Slat’s invention is remarkably straightforward. While other proposals suggest energy intensive and cost-prohibitive methods of retrieving plastic with nets and ships, Slat devised a passive floating barrier system that uses the natural circulating power of the ocean currents to concentrate the plastic. Feasibility studies and computer modeling suggest that a single, 100-kilometre-long floating barrier in place for ten years would remove almost half of the plastic in the North Pacific Gyre. The “Ocean Cleanup Array" is configured in a V-shape with two 50-kilometre-long arms concentrating the plastic to a collection platform at the center.

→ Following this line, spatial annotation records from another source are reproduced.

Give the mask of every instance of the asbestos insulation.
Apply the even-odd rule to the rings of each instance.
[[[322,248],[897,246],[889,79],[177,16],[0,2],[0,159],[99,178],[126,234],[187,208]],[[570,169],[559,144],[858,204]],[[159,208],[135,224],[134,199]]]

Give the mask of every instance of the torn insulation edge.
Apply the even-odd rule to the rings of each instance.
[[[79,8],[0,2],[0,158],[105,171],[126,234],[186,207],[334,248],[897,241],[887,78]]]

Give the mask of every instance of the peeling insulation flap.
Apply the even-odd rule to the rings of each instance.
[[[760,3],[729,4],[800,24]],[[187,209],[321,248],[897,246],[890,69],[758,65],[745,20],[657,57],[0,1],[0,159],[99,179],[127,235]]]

Solar panels will provide power, and it is expected that the 10,000 m3 platform will be emptied every six weeks. Most of the plastic is found within three metres of the surface and tests conducted in the Atlantic confirmed that plastic travels along the barriers. Ocean Cleanup is on schedule to start sea trials of the technology in 2016, and they hope to be full-scale within three or four years.

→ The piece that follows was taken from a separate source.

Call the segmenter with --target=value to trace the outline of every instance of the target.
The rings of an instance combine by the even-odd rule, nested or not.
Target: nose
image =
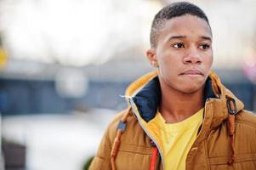
[[[202,56],[197,51],[197,49],[190,49],[187,54],[184,57],[185,64],[201,64],[202,63]]]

Prevention is an essential part of stopping plastic pollution, and Ocean Cleanup stresses that individuals, corporations and governments all have roles to play. Pollution can be prevented through changes in consumer habits, sustainable product design, preventing spillage by producers, and improved collection through better infrastructure. In addition, alternatives to plastic can be introduced, high-risk products can be banned, and recycling methods can be enhanced to improve the value of plastic as a raw material.
Is it possible to remove all the plastic from global oceans? No. But that doesn’t mean we can’t try, and we are certainly capable of reducing how much is entering the oceans from now on.